What some may perhaps not be cognizant of, is just how dependent citizens have become on a limited number of dominant, foreign tech companies. For this reason, Europe is feeling the ominous threat of US and Chinese tech colonialism. “The digital identity of most European citizens is dependent on foreign email addresses: 92% of European data is now stored in foreign clouds, 80% of which are hosted by just five providers,” says Moerel.

Apart from leading to vendor dependencies, these providers operate as isolated ecosystems, offering limited interoperability and portability of data and applications. Consequently, the use of European data is severely mired, and its availability for European innovation inhibited. Moerel warns that “if there is not enough innovation, there will be new dependencies.” The new digital technologies (e.g. AI, quantum computing) have been playing a role in the financial sector for years, but they also bring new vulnerabilities.

These vulnerabilities also pose a real threat from an international relations perspective. In its efforts to restore its digital sovereignty, the EU must also consider the real race for global leadership in digital technologies – which is what Moerel calls the ‘tech cold war’. There are great implications for Europe and the rest of the world as the US and China engage in tech protectionism. Both countries are restricting exports of critical technologies and taking steps to relocate production domestically. A recent US Executive Order requires that all ICT-related activities be pre-screened for Chinese involvement. Not surprisingly, China is retaliating.

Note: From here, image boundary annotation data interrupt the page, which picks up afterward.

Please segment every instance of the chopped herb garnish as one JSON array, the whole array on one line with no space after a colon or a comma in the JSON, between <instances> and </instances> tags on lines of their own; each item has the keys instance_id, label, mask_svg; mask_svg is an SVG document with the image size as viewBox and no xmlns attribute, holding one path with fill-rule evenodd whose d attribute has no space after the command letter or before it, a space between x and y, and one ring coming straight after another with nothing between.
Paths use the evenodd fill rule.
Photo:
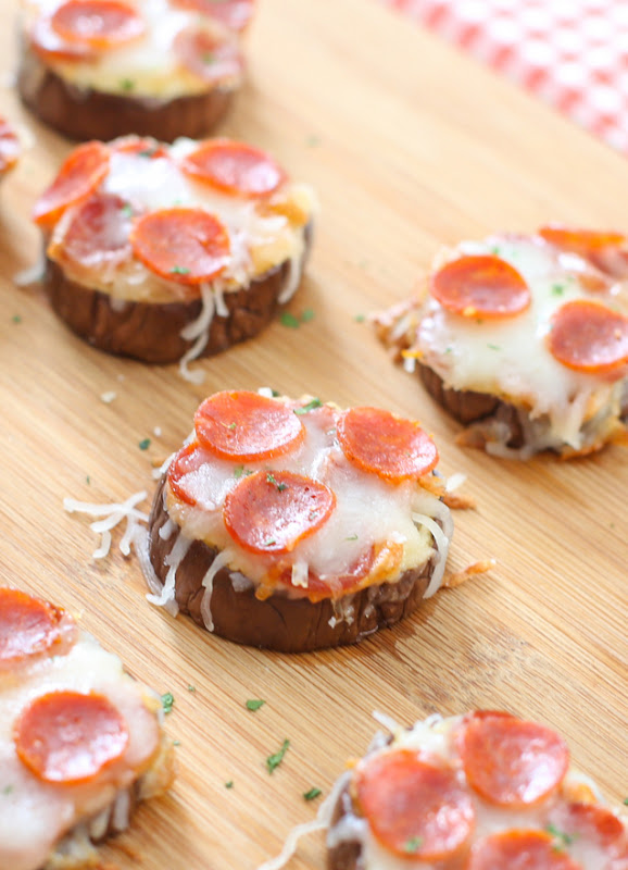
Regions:
<instances>
[{"instance_id":1,"label":"chopped herb garnish","mask_svg":"<svg viewBox=\"0 0 628 870\"><path fill-rule=\"evenodd\" d=\"M423 845L422 836L411 836L405 846L403 847L403 850L412 855L413 853L418 852L422 845Z\"/></svg>"},{"instance_id":2,"label":"chopped herb garnish","mask_svg":"<svg viewBox=\"0 0 628 870\"><path fill-rule=\"evenodd\" d=\"M164 713L166 713L166 716L172 713L174 703L175 696L172 692L166 692L164 695L162 695L162 707L164 708Z\"/></svg>"},{"instance_id":3,"label":"chopped herb garnish","mask_svg":"<svg viewBox=\"0 0 628 870\"><path fill-rule=\"evenodd\" d=\"M268 483L272 483L273 486L276 486L279 493L282 493L284 489L288 488L288 484L287 483L277 483L277 478L275 477L275 475L272 472L268 472L266 474L266 481Z\"/></svg>"},{"instance_id":4,"label":"chopped herb garnish","mask_svg":"<svg viewBox=\"0 0 628 870\"><path fill-rule=\"evenodd\" d=\"M311 399L307 402L307 405L303 405L301 408L294 408L294 413L298 417L301 417L301 414L306 414L310 411L313 411L314 408L321 408L322 405L323 405L323 402L321 401L321 399Z\"/></svg>"},{"instance_id":5,"label":"chopped herb garnish","mask_svg":"<svg viewBox=\"0 0 628 870\"><path fill-rule=\"evenodd\" d=\"M545 831L549 834L552 834L554 837L553 848L561 852L565 848L565 846L570 846L577 836L577 834L567 834L565 831L558 831L558 829L553 824L548 824Z\"/></svg>"},{"instance_id":6,"label":"chopped herb garnish","mask_svg":"<svg viewBox=\"0 0 628 870\"><path fill-rule=\"evenodd\" d=\"M289 330L298 330L300 325L299 318L296 318L294 314L290 314L289 311L282 311L279 321L282 326L287 326Z\"/></svg>"},{"instance_id":7,"label":"chopped herb garnish","mask_svg":"<svg viewBox=\"0 0 628 870\"><path fill-rule=\"evenodd\" d=\"M284 756L288 751L289 746L290 746L290 741L285 739L284 743L281 744L281 748L279 749L279 751L268 756L268 758L266 759L266 767L268 768L268 773L273 773L275 768L279 767L279 765L284 760Z\"/></svg>"}]
</instances>

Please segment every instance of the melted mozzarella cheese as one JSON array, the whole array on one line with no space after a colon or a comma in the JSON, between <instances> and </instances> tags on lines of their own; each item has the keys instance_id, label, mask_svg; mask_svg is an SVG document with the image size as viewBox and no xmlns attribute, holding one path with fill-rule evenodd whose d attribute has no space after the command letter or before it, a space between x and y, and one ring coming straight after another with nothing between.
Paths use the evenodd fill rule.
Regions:
<instances>
[{"instance_id":1,"label":"melted mozzarella cheese","mask_svg":"<svg viewBox=\"0 0 628 870\"><path fill-rule=\"evenodd\" d=\"M291 594L306 594L307 568L334 589L335 579L350 574L360 559L378 545L399 551L399 558L378 582L394 582L404 571L427 562L437 547L426 525L413 519L417 510L445 517L445 551L440 554L444 564L451 534L449 509L420 485L411 481L391 485L352 465L336 442L335 419L328 406L323 413L305 413L300 419L306 428L303 444L272 461L247 462L244 468L242 463L221 460L201 450L203 462L179 481L197 507L176 498L168 485L165 488L166 509L181 534L187 539L198 538L218 550L228 550L231 554L228 564L234 572L261 582L268 571L268 557L236 545L223 520L223 505L247 471L291 471L326 484L336 495L336 507L327 522L284 557L289 560L287 564L297 567L298 591L292 588ZM336 589L336 595L342 594L341 588Z\"/></svg>"},{"instance_id":2,"label":"melted mozzarella cheese","mask_svg":"<svg viewBox=\"0 0 628 870\"><path fill-rule=\"evenodd\" d=\"M123 759L93 783L42 783L16 755L13 728L22 710L37 696L62 689L105 695L126 721L129 743ZM0 672L0 870L38 870L61 837L101 812L148 767L160 745L161 705L147 693L124 673L117 656L86 633L66 655Z\"/></svg>"},{"instance_id":3,"label":"melted mozzarella cheese","mask_svg":"<svg viewBox=\"0 0 628 870\"><path fill-rule=\"evenodd\" d=\"M30 20L50 15L64 0L27 0ZM47 61L66 82L79 89L95 89L151 101L202 94L212 89L198 76L181 66L173 50L177 35L187 27L206 32L224 39L224 27L197 12L174 9L168 0L126 0L141 14L146 32L138 38L99 53L89 63ZM237 87L239 79L225 80L222 87Z\"/></svg>"},{"instance_id":4,"label":"melted mozzarella cheese","mask_svg":"<svg viewBox=\"0 0 628 870\"><path fill-rule=\"evenodd\" d=\"M456 770L461 785L467 786L466 776L460 766L460 758L455 748L452 734L460 725L463 717L454 716L448 719L430 717L424 722L409 730L393 728L392 739L382 747L384 751L394 748L416 749L422 755L431 756ZM473 842L478 842L485 836L510 831L514 829L548 831L549 812L560 806L562 800L569 800L572 784L579 774L569 772L565 778L561 794L552 795L545 800L526 809L508 809L498 807L479 797L469 788L474 804L475 828ZM335 848L344 842L357 842L362 848L360 867L363 870L447 870L450 866L444 862L422 861L406 855L403 858L386 849L373 835L367 821L354 815L353 808L344 805L349 810L340 820L331 825L327 834L327 847ZM561 848L566 848L569 856L579 861L582 870L600 870L607 860L607 853L601 846L585 836L574 836L573 841ZM452 867L457 867L455 859Z\"/></svg>"},{"instance_id":5,"label":"melted mozzarella cheese","mask_svg":"<svg viewBox=\"0 0 628 870\"><path fill-rule=\"evenodd\" d=\"M565 302L592 298L579 279L587 264L535 237L463 243L453 256L459 253L497 253L523 275L532 302L512 318L474 320L451 314L429 297L417 331L423 361L448 387L488 393L522 408L532 427L537 422L533 436L543 446L580 449L583 424L601 406L616 407L621 389L562 365L545 345L553 314ZM617 287L610 296L617 300Z\"/></svg>"},{"instance_id":6,"label":"melted mozzarella cheese","mask_svg":"<svg viewBox=\"0 0 628 870\"><path fill-rule=\"evenodd\" d=\"M248 287L254 277L284 261L294 264L300 276L305 233L303 226L293 226L284 214L265 211L254 199L222 194L186 175L179 161L197 148L198 142L180 138L169 147L169 158L147 158L112 150L109 173L100 189L120 196L139 214L178 207L204 209L215 214L228 232L230 258L225 271L206 286L211 287L216 301L223 301L224 311L224 293ZM314 194L306 185L284 185L275 197L278 201L297 197L310 213L315 210ZM89 264L83 265L66 257L64 238L78 208L80 206L68 209L59 221L48 250L49 257L60 263L68 278L125 301L163 303L198 296L198 288L166 281L135 258L113 264L100 258L102 262L98 262L96 251ZM121 214L120 224L124 221L125 215ZM120 224L112 226L115 239L120 235ZM267 249L272 249L271 261L258 262L255 251ZM294 282L290 286L294 291L292 285ZM221 311L217 313L221 315Z\"/></svg>"}]
</instances>

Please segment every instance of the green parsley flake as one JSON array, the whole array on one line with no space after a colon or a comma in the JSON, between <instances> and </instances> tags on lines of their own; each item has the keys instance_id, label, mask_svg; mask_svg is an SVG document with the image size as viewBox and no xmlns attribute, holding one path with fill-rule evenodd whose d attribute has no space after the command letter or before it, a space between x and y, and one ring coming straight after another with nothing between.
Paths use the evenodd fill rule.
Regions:
<instances>
[{"instance_id":1,"label":"green parsley flake","mask_svg":"<svg viewBox=\"0 0 628 870\"><path fill-rule=\"evenodd\" d=\"M287 326L289 330L298 330L300 326L299 318L296 318L294 314L291 314L289 311L281 312L279 322L282 326Z\"/></svg>"},{"instance_id":2,"label":"green parsley flake","mask_svg":"<svg viewBox=\"0 0 628 870\"><path fill-rule=\"evenodd\" d=\"M405 846L403 847L404 852L407 852L410 855L413 855L415 852L423 845L423 837L422 836L411 836Z\"/></svg>"},{"instance_id":3,"label":"green parsley flake","mask_svg":"<svg viewBox=\"0 0 628 870\"><path fill-rule=\"evenodd\" d=\"M164 695L162 695L162 707L164 708L164 713L166 716L168 713L172 713L174 703L175 703L175 696L173 695L172 692L166 692Z\"/></svg>"},{"instance_id":4,"label":"green parsley flake","mask_svg":"<svg viewBox=\"0 0 628 870\"><path fill-rule=\"evenodd\" d=\"M553 848L556 852L562 852L565 846L570 846L577 834L567 834L565 831L558 831L553 824L548 824L545 831L554 837Z\"/></svg>"},{"instance_id":5,"label":"green parsley flake","mask_svg":"<svg viewBox=\"0 0 628 870\"><path fill-rule=\"evenodd\" d=\"M312 399L311 401L307 402L307 405L303 405L301 408L294 408L294 413L298 417L301 417L301 414L306 414L310 411L313 411L314 408L321 408L322 406L323 402L321 401L321 399Z\"/></svg>"},{"instance_id":6,"label":"green parsley flake","mask_svg":"<svg viewBox=\"0 0 628 870\"><path fill-rule=\"evenodd\" d=\"M289 746L290 746L290 741L285 739L284 743L281 744L281 748L279 749L279 751L268 756L268 758L266 759L266 767L268 768L268 773L273 773L275 768L279 767L279 765L284 760L284 756L288 751Z\"/></svg>"}]
</instances>

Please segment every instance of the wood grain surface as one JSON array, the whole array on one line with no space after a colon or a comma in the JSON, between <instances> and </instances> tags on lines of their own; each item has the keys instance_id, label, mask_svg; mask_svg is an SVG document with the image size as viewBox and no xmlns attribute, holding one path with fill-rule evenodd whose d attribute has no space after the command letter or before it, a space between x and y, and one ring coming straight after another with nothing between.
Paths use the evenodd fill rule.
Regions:
<instances>
[{"instance_id":1,"label":"wood grain surface","mask_svg":"<svg viewBox=\"0 0 628 870\"><path fill-rule=\"evenodd\" d=\"M400 722L473 707L540 719L623 799L628 451L520 464L456 447L459 426L389 363L359 315L407 296L441 243L549 220L627 231L625 160L369 0L260 0L249 80L225 130L318 190L314 256L290 307L315 318L299 330L274 323L202 362L194 387L176 366L90 349L37 288L14 286L38 256L29 209L68 145L18 105L13 0L1 10L0 110L33 145L0 191L0 581L81 613L134 674L175 696L176 785L104 857L123 870L252 870L314 816L302 794L327 793L365 750L375 709ZM64 513L63 497L152 492L152 465L180 444L205 395L261 385L420 419L441 469L467 474L478 502L456 515L452 569L488 557L499 566L359 647L299 657L237 647L148 605L137 560L116 550L95 562L87 521ZM117 395L105 405L109 390ZM248 698L266 704L250 712ZM265 758L284 738L290 748L269 775ZM291 869L323 862L312 835Z\"/></svg>"}]
</instances>

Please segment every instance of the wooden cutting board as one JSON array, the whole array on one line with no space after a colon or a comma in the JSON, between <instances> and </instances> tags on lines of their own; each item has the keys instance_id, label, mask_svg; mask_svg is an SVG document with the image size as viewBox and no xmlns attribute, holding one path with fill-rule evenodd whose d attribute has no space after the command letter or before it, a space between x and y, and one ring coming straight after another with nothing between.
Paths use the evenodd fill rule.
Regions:
<instances>
[{"instance_id":1,"label":"wooden cutting board","mask_svg":"<svg viewBox=\"0 0 628 870\"><path fill-rule=\"evenodd\" d=\"M36 289L12 282L37 258L28 212L68 148L12 92L13 5L2 2L0 110L34 144L0 192L0 581L81 613L133 673L172 692L167 730L180 741L172 794L142 807L105 856L123 870L254 868L313 817L302 794L327 793L365 750L376 709L404 723L470 707L538 718L623 799L628 451L519 464L463 450L459 427L359 320L407 296L441 243L549 220L628 229L625 161L377 3L261 0L249 80L225 130L318 190L314 256L290 307L315 318L299 330L277 322L201 363L194 387L176 366L90 349ZM442 470L467 474L478 502L456 517L451 567L488 557L498 567L359 647L299 657L237 647L149 606L137 560L115 551L95 562L87 522L64 513L63 497L151 492L152 465L181 443L205 395L260 385L419 418ZM248 698L266 704L250 712ZM265 758L285 738L269 775ZM312 835L291 868L323 861Z\"/></svg>"}]
</instances>

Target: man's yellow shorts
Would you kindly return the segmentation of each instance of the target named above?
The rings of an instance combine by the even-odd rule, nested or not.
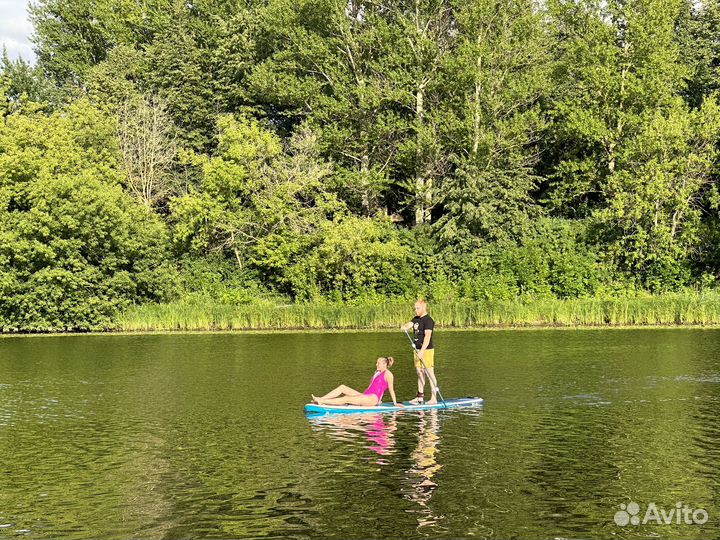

Within the scope of its own digital policy measures, Europe is trying to avoid the pitfall of tech protectionism. There are two flagship initiatives that the EU has launched 1) common data spaces, where the data of certain sectors are assimilated for the purposes of innovation, ‘ensuring that more data become available for use in the economy and society while keeping the companies and individuals who generate the data in control’ and 2) the GAIA-X project which set out to achieve interoperability between cloud services in order to scale up cloud capacity. It is clear how both of these initiatives would have a major impact on the business models of the financial sector, not excluding pension funds.

In conclusion, European digital sovereignty will allow its financial ecosystem to operate more efficiently and securely. Moerel succinctly explains, “as often, once the insight is there, regulatory changes are also an opportunity. It’s a race to innovate, because those who are falling behind will be most vulnerable.”